Elizabeth was coolheaded even as a warship launched cannons at the house. I’ve thrown some shit at people’s houses but cannon balls? That’s next level beef. Supposedly when a British soldier ripped the buckle off of Elizabeth’s shoes she scoffed, “All that glitters is not gold.” It was pinchbeck, which I had to look up, is an alloy of copper and zinc that resembles gold.

The British destroyed the Lewis home and unfortunately Elizabeth wasn’t able to hide behind her cellphone, and was kidnapped for her husband’s involvement in the revolution. Elizabeth was thrown into prison, no bed or change of clothes, and given very little to eat. Mrs. Lewis, known for a steady hand and nerve but the strongest of wills can be broken, and the whole ordeal did just that.

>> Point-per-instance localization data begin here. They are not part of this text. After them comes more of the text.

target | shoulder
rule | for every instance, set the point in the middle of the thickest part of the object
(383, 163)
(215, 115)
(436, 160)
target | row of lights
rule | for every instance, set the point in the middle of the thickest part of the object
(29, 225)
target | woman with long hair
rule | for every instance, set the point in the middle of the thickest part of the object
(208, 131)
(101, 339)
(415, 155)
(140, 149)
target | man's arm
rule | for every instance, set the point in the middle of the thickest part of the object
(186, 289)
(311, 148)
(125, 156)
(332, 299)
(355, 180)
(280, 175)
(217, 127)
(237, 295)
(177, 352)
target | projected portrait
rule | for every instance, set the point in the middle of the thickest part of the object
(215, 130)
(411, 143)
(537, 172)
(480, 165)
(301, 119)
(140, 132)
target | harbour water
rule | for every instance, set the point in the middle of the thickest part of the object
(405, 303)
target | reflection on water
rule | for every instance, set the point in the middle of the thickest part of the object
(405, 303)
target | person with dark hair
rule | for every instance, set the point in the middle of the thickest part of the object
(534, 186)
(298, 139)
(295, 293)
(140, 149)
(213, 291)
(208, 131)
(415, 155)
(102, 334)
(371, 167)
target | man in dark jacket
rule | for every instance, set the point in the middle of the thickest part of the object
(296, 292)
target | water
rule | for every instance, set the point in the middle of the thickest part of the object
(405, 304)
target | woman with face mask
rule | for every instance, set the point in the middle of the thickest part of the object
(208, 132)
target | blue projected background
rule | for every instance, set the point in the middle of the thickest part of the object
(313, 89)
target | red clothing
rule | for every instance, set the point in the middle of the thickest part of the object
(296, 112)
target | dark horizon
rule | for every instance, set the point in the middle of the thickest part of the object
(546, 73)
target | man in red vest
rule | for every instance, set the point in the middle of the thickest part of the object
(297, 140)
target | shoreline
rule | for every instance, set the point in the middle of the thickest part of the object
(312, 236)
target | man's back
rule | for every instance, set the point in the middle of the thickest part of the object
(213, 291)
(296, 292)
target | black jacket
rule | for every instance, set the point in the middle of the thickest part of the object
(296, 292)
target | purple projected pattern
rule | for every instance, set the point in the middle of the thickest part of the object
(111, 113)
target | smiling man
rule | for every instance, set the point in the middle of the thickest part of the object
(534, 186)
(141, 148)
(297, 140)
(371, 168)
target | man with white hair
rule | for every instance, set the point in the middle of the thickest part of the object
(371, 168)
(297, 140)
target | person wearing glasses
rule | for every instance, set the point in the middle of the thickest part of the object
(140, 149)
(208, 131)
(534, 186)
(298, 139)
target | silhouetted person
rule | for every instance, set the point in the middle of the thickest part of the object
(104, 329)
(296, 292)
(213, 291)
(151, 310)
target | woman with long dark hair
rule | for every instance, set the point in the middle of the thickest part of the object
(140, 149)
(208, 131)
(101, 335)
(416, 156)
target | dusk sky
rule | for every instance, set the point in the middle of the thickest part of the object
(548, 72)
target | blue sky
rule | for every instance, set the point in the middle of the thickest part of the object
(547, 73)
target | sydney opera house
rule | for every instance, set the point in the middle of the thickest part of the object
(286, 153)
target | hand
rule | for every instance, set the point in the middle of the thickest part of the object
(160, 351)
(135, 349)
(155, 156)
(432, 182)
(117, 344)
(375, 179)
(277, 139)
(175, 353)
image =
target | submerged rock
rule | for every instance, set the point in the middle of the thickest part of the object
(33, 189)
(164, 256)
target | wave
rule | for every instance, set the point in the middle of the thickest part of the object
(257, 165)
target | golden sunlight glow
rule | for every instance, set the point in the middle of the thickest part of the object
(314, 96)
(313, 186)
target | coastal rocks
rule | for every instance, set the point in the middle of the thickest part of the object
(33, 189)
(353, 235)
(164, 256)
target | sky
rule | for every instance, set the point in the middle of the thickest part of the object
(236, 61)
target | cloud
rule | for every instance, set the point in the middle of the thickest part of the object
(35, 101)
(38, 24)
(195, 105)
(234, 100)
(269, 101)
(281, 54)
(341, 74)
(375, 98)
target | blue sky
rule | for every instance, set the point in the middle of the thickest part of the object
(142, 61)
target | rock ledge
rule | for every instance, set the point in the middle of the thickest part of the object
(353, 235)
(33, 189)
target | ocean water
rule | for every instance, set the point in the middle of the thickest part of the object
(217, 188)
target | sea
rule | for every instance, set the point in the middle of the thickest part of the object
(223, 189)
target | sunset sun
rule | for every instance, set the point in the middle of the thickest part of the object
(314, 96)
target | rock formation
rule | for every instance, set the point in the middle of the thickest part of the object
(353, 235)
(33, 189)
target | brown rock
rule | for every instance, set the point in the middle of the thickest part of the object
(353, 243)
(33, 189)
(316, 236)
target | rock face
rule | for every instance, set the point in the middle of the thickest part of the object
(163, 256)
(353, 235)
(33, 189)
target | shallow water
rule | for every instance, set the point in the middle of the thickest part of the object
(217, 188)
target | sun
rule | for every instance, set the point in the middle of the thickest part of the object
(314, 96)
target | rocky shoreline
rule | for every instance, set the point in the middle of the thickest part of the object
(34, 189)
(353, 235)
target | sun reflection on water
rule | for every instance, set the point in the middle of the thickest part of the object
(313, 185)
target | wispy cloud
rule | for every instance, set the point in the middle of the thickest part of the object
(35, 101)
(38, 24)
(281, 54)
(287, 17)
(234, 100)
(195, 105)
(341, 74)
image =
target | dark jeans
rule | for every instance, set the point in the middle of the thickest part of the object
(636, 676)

When GW heard the news he said, “You want to play like that, son.” Washington ordered the arrest of Mrs. Barren, an attorney general’s wife back in Philly. GW made it clear that Barren would be treated exactly the same way they treated Mrs. Lewis and the Brits were like, “Oh shit.” They immediately set up an exchange but for Elizabeth it was too late.

Francis reunited with Elizabeth in Philly. He referred to his wife as “Heaven’s best gift.” His principles cost him the love of his life. She died a few years later in 1779, succumbing the wounds inflicted during her captivity with Francis at her side.

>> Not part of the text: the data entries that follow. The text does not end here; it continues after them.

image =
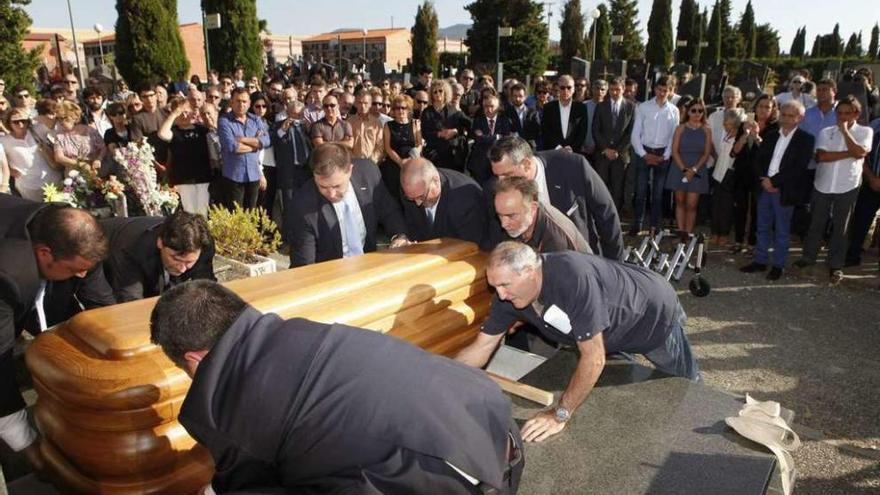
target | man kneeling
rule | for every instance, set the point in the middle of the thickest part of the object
(306, 407)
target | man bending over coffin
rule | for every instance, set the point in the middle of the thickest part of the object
(600, 306)
(303, 407)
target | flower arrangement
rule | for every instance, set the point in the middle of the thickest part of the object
(241, 234)
(138, 162)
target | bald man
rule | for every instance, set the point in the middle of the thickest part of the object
(441, 203)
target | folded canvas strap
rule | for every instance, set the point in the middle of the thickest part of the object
(761, 422)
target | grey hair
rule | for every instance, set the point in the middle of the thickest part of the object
(418, 170)
(796, 104)
(512, 146)
(514, 255)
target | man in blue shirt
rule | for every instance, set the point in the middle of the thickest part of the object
(242, 136)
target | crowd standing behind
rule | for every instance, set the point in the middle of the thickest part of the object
(669, 161)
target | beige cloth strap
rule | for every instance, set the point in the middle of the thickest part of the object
(761, 422)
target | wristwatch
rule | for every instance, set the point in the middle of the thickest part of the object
(562, 414)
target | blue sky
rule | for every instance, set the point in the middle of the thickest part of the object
(312, 17)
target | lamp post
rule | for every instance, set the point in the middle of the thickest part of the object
(595, 14)
(99, 29)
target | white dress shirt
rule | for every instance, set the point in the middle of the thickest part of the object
(564, 112)
(654, 126)
(359, 224)
(779, 150)
(844, 175)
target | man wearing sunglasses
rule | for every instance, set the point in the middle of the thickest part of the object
(332, 128)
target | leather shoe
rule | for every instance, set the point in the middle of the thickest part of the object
(753, 267)
(775, 273)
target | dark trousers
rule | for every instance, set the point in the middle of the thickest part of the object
(613, 174)
(242, 193)
(722, 210)
(653, 176)
(840, 208)
(863, 216)
(773, 220)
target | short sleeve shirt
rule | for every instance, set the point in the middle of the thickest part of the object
(582, 295)
(331, 133)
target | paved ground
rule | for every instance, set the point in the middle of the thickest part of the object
(809, 346)
(798, 341)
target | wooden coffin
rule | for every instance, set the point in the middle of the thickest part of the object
(108, 399)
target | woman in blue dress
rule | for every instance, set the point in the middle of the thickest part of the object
(688, 177)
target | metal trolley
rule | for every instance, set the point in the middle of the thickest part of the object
(672, 267)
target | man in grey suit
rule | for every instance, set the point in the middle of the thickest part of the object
(612, 127)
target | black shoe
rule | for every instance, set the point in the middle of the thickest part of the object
(803, 263)
(753, 267)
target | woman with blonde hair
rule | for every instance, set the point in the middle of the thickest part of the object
(444, 128)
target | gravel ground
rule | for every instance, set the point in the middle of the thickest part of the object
(808, 345)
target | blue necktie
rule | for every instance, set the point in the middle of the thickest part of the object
(351, 234)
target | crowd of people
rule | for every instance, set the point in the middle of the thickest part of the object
(538, 178)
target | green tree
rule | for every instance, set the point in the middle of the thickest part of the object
(237, 42)
(747, 30)
(799, 44)
(424, 38)
(571, 39)
(624, 18)
(712, 54)
(525, 52)
(658, 51)
(872, 46)
(18, 65)
(603, 35)
(148, 43)
(686, 30)
(766, 41)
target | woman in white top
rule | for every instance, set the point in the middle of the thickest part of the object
(724, 177)
(28, 162)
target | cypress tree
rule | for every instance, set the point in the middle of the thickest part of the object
(712, 55)
(658, 51)
(624, 18)
(148, 43)
(525, 52)
(766, 41)
(875, 40)
(571, 40)
(237, 42)
(424, 38)
(747, 30)
(18, 66)
(686, 30)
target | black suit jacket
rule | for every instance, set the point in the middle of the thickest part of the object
(134, 268)
(791, 179)
(314, 408)
(551, 127)
(608, 134)
(317, 235)
(529, 128)
(461, 212)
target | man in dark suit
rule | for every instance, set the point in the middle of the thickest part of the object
(781, 164)
(45, 249)
(380, 415)
(292, 148)
(612, 127)
(149, 255)
(486, 129)
(567, 182)
(441, 203)
(336, 213)
(524, 119)
(564, 124)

Lewis retired from public service two years later. His wealth which was also destroyed with his house, was never regained and he spent the remainder of his years in relative poverty. Lewis could relate to the sacrifice made by people today when they repost something political. Thank you for your service. Lewis found happiness in literature and being in the company of his children and grandchildren, and good friends.

On his deathbed Lewis was asked how he felt about the British, he spat on the floor and said, “I hate those limey motherfuckers.” He died at the age of 89 on December 31st, 1802. He is buried in the cemetery at Trinity Church, New York City’s oldest with a headstone that is unmarked except for his preferred pronouns.

Charles Goodrich, some other forgotten old guy, who was probably tougher than all of us called Lewis an excellent man and a distinguished patriot. Just remember when you think that you’re special, think all of the things Francis Lewis did without having to buy followers or promote posts, and after all he gave and lost no one really thinks about him at all. Stay humble.

2 responses to “Francis Lewis”

  1. An entertaining and sobering post. Francis Lewis rocked.

    Liked by 1 person

    1. Indeed. Thank you for reading, Priscilla. Much appreciated.